When considering Lomachenko, as “the whole package” and his loss to Salido you must give that fight an open-minded evaluation. Especially when you take into consideration that the great Alexis Arguello lost his fourth and fifth fights, the “Filipino Flash” Nonito Donaire lost his second pro bout, “The Matador” Ricardo Mayorga, Juan Manuel Marquez, and “The Executioner” Bernard Hopkins all lost their first pro bouts and one of boxing’s top ten, best-ever, Henry Armstrong losing 3 of first four was stopped in his pro debut, it’s easy to see the Salido fight as an anomaly or “the exception that proves the rule.”
So now you that you have my pick for today’s best example of the “sweet science” when you add in the second most mentioned name on “sweet science” enthusiast lips and everyone-else’s mind the fight everyone wants is a “Hi Tech” match against unbeaten Cuban boxing star Guillermo “El Chacal” Rigondeaux.
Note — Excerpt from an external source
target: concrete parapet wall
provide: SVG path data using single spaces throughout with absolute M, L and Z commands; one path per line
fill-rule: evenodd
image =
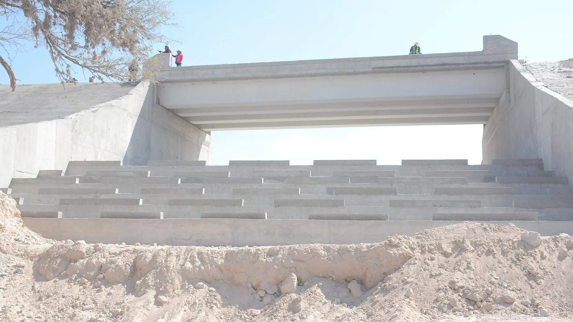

The slick fighting southpaw Rigondeaux, another fighter commonly named fighter in “sweet science” conversations comes with an impressive amateur career of his own. Winning Gold at the 2000 and 2004 Olympics compiling a record of 463-12 in the amateur ranks the 36-year-old, much avoided defensive virtuoso, holding pro victories over Roberto Marroquin, Nonito Donaire, Joseph Agbeko and Hisashi Amagasa makes a “Hi Tech” vs “The Jackal” a potential all hands-on deck “Sweet Science” match-up.